Supreme Court pundits rarely discuss rulings in terms of their real-world impact, because they believe their role is to provide dispassionate legal analysis only. Judges, too, are reluctant to consider (or be perceived as considering) the practical implications of their decisions, and will often specifically disclaim any obligation to do so. In his opinion that overturned Roe, for example, Alito wrote that the Court had “no authority” to allow “political” considerations to influence its work, and could only “do [its] job” and let the chips fall where they may. In Heller, Scalia claimed to “take seriously” the “problem of handgun violence in this country,” but asserted that “it is not the role of this Court to pronounce the Second Amendment extinct.”

Liberal justices, too, strive to adhere to this norm. Writing for the dissenters in Heller, Justice John Paul Stevens framed his argument strictly as a matter of constitutional law, and praised the majority for having “properly disclaim[ed] any interest in evaluating the wisdom of the specific policy choice challenged in this case.”

The study of McDonald’s death toll exposes the failures of a legal culture that strips Supreme Court cases of their context, reducing literal life-or-death questions to abstract debates about how to divine the Constitution’s One True Meaning. This system is especially useful for the conservative legal movement, because it allows Republican judges to recast their policy preferences as the correct outputs of an apolitical process, washing their hands of responsibility for the harm their decisions inflict. Here, the conservative justices gave the green light to state legislatures to pass laws that they knew would put more guns in more hands in more places. The fact that Antonin Scalia is not the sole cause of the preventable deaths of 7,398 children would probably be of little comfort to the families who buried them.

The findings of this study do not and will never appear in the McDonald opinion.
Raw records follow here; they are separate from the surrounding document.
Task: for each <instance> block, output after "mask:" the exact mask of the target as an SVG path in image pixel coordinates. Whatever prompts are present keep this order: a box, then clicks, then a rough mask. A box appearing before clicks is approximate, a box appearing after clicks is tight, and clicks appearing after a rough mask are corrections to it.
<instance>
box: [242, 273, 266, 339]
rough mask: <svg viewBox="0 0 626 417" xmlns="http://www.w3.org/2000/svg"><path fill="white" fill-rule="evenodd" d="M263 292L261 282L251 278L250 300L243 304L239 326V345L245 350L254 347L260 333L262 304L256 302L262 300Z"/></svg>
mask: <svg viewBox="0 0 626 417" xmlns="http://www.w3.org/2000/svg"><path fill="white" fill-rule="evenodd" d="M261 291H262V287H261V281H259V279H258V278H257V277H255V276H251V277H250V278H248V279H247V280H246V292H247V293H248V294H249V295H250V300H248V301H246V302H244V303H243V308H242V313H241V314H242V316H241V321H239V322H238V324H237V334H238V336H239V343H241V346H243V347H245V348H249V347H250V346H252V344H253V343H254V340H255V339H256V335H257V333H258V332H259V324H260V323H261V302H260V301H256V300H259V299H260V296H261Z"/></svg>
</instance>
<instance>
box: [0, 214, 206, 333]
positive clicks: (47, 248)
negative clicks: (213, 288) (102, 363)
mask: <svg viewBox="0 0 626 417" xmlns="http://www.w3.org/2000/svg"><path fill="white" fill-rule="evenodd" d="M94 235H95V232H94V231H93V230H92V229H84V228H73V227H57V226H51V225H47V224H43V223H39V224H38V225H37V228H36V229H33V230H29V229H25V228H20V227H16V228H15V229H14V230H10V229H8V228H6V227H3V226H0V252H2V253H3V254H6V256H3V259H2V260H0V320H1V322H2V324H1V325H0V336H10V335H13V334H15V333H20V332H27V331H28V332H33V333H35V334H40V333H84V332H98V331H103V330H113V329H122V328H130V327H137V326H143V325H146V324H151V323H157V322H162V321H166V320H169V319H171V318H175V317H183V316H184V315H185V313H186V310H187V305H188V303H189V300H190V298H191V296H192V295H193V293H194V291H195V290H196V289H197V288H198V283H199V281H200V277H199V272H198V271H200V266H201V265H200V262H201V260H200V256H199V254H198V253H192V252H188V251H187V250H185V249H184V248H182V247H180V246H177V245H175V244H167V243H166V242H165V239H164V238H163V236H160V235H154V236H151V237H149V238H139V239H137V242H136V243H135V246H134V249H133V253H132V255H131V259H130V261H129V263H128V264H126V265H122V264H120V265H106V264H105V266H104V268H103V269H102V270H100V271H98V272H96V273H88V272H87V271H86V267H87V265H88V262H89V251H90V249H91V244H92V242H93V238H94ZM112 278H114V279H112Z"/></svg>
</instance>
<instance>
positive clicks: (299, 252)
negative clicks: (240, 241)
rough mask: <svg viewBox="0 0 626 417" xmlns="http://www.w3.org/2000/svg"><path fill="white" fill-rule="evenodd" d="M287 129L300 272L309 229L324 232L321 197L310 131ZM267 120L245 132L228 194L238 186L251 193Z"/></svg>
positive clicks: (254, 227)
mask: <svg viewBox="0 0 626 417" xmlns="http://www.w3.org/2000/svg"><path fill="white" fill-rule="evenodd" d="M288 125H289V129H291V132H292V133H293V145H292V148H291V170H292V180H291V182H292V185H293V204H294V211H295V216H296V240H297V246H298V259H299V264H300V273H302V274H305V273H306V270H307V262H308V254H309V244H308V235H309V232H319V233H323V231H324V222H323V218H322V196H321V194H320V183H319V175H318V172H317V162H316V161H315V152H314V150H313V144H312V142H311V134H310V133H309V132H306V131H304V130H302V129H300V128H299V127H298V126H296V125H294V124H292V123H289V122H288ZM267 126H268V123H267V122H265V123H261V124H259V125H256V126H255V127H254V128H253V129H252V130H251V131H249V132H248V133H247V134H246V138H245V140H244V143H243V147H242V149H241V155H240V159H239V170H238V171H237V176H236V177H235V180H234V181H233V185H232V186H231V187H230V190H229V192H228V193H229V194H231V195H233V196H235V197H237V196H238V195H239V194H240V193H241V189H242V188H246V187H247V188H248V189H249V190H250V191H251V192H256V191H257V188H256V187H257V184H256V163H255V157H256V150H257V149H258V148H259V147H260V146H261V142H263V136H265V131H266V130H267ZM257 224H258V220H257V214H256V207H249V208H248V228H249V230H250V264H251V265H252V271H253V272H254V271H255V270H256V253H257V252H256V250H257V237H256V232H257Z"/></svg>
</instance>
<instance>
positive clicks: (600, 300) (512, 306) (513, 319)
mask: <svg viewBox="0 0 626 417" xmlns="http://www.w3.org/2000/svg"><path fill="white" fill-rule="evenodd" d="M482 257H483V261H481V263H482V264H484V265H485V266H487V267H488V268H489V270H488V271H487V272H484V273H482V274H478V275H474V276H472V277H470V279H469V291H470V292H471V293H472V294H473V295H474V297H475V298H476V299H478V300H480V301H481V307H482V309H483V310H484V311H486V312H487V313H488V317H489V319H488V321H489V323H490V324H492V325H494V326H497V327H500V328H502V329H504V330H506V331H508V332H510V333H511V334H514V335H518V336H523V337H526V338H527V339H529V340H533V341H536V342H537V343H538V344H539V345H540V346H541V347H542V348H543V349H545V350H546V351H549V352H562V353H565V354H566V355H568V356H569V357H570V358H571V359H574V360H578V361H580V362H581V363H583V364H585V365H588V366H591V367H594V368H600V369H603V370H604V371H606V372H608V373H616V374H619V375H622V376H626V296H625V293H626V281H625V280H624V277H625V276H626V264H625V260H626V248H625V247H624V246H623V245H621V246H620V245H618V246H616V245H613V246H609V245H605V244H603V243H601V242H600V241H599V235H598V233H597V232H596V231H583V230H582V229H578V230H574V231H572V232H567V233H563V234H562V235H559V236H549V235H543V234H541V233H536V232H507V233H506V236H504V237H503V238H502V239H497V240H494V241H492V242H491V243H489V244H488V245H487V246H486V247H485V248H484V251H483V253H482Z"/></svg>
Law professors will not include it in their casebooks, or teach it in constitutional law classrooms; federal judges who continue to ponder the outer limits of the Second Amendment will not incorporate it into their analyses. But should be the decision’s legacy, because what the Court does to the people whose lives it governs always matters more than what the Court says about the legal questions it purports to answer. In Heller and McDonald, the justices in the majorities made a policy choice. Thousands of children died because of it.